The goal of FOCI is to bring these groups together, recognizing that control over online speech has become inherently interdisciplinary, so that studying these problems often involves adopting a holistic, interdisciplinary perspective.

FOCI aims to catalyze new research directions and in-depth discussions concerning free and open communications on the internet by providing a space for work that might not fit at conventional computer science measurement and security conferences and particularly encourages early-stage research or extensions on previously published research.

FOCI welcomes studies on all aspects of digital speech control, including in the areas of:

• Surveillance, such as analyses of corporate or government surveillance; anonymity systems that aim to protect users from surveillance; and societal impacts of surveillance.

• Censorship, including the measurement or evaluation of Internet censorship; tools or systems that circumvent censorship; ethics or risks towards users in the research of censorship measurement or circumvention.

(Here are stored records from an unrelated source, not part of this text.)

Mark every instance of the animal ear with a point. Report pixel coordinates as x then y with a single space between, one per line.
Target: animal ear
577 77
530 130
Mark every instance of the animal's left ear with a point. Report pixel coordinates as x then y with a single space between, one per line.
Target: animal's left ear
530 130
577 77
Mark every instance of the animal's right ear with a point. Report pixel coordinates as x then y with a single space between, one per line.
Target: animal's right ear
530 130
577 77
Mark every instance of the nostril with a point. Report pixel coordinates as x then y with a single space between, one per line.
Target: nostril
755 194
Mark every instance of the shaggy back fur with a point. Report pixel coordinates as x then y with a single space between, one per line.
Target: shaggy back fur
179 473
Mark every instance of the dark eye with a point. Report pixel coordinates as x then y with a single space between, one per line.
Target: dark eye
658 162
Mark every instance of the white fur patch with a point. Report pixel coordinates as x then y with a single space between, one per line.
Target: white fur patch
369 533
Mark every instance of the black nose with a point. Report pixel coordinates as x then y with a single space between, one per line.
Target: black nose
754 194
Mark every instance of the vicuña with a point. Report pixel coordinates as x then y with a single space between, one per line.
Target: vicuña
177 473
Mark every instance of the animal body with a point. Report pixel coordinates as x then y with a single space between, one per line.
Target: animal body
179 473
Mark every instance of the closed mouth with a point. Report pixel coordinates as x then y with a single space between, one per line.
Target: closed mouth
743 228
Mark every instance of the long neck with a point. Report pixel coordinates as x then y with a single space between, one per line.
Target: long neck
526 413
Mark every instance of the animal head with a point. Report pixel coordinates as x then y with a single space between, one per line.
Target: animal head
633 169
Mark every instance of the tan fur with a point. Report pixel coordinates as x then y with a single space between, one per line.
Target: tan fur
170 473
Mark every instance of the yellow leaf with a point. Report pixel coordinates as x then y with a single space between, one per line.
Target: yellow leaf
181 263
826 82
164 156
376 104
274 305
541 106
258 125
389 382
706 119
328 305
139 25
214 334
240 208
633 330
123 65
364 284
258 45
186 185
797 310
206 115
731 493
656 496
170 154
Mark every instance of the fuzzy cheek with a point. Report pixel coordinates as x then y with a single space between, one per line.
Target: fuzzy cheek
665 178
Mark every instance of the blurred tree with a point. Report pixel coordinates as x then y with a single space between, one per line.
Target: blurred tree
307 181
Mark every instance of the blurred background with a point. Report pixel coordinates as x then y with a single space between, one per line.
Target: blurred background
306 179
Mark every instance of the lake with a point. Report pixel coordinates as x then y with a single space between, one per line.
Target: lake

• Content moderation systems, such as analyses of tools employed by social media.

• Disinformation and misinformation online, including analyses of digital propaganda and social media trends.

• Press freedom, such as the deployment of tools to protect whistleblowers, and analysis of government or corporate repression of the press.

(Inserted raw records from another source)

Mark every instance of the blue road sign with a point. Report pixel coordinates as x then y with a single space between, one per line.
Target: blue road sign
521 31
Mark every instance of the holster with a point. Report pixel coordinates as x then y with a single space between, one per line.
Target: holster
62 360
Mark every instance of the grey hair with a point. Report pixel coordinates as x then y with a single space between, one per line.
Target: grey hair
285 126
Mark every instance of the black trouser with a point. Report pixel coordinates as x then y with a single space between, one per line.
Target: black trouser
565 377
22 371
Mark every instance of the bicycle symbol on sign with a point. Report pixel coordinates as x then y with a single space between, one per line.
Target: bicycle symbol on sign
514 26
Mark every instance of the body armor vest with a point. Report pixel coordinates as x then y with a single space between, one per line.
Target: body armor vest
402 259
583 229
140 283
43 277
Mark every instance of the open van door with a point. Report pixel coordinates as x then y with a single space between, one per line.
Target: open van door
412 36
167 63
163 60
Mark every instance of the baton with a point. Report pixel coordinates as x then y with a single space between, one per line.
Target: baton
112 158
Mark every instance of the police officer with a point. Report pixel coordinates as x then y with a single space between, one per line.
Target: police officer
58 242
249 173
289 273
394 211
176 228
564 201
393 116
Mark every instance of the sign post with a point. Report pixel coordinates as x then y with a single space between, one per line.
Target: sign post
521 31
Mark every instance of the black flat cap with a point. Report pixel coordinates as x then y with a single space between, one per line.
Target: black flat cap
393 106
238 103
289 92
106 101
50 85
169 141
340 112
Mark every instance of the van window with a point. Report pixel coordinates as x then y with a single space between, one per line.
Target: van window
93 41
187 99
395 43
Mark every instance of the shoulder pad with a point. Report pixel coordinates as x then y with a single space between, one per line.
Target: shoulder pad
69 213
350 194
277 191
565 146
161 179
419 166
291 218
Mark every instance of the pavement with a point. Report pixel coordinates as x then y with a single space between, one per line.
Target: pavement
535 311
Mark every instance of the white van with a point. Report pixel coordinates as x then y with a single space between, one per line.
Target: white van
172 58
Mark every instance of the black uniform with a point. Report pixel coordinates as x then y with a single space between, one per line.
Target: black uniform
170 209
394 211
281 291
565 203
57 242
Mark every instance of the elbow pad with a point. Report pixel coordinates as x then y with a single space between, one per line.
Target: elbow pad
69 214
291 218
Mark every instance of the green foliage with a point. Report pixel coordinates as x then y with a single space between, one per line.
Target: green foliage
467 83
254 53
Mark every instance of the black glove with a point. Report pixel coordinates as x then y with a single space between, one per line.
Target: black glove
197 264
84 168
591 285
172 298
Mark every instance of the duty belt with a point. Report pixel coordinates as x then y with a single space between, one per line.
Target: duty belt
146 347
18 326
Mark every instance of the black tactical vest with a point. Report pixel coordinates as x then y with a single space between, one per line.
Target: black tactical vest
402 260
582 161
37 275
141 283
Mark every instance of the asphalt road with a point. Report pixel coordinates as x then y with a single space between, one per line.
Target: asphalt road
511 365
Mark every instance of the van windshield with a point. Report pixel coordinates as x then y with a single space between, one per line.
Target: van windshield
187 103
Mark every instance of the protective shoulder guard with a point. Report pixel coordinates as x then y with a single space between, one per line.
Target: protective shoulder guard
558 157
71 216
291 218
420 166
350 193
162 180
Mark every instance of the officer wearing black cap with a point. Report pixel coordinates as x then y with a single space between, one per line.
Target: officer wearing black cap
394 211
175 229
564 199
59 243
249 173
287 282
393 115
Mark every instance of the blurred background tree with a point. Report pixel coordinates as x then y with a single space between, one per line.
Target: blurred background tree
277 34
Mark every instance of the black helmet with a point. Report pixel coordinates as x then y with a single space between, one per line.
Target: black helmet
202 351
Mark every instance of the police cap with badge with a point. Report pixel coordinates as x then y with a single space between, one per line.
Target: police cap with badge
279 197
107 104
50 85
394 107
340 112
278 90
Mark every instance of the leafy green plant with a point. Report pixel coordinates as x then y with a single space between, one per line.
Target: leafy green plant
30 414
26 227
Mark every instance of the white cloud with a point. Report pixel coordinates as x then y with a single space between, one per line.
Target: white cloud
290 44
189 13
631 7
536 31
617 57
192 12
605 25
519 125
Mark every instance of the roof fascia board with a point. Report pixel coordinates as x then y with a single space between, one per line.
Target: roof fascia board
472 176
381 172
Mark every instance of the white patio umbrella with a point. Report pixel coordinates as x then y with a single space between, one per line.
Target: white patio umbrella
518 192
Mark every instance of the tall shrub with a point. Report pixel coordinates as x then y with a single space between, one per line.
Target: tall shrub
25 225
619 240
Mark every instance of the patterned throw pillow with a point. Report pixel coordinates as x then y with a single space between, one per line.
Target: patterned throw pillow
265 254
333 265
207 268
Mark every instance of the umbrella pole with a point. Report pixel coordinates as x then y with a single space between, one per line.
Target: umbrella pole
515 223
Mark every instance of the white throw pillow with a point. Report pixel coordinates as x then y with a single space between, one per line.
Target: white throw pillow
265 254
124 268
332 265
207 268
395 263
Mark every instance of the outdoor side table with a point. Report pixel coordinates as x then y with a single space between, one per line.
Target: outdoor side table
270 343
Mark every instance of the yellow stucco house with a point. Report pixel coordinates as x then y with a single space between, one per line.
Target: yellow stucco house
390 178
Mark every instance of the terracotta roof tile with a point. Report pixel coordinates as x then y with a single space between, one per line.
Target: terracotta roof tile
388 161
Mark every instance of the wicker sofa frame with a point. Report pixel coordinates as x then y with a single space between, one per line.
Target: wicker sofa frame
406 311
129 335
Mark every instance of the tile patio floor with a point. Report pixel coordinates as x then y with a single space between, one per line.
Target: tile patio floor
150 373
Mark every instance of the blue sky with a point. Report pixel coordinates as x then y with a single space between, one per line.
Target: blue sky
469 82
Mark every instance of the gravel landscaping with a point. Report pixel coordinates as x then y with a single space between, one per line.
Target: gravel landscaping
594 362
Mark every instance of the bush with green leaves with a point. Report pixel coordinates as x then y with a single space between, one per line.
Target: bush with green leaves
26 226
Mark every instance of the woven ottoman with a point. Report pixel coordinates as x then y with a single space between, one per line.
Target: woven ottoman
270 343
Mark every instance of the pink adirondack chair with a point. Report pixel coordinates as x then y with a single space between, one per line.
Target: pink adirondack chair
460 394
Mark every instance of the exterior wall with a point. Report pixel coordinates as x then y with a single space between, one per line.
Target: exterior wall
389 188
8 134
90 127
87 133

• Intellectual Property, covering the right to repair, and analyses of copyright/patent law.

In their Code of Conduct, FOCI conference organizers said their community strives to foster a space for rigorous, challenging intellectual exploration that is at the same time open, inclusive and diverse.

They urged FOCI participants to engage with one another encouragingly and constructively, and especially encouraged participants to interact with those whose viewpoints, research interests, cultural backgrounds, or experiences may be unfamiliar to them or outside their comfort zone.

The organizers said they expect that anyone participating in FOCI will, at a minimum, treat others with respect for their dignity and autonomy.

Correspondingly, they warned, behavior that violates these principles will not be tolerated, and may include consequences up to and including expulsion from FOCI.

The organizers called on anyone who feels threatened or harassed while participating in FOCI to reach out to the FOCI chairs, namely Dr. Jeffrey Knockel, an Information Controls researcher and an Assistant Professor of Computer Science at Bowdoin College in Brunswick, Maine in the United States; and Ms Mona Wang, an Open Technology Fund Information Controls Fellow, and researcher working to protect the privacy, security, and digital freedoms on the internet. They pledged that anyone complaining of such threats or harassment can expect that any concerns shared will be taken seriously and handled with both discretion and dispatch.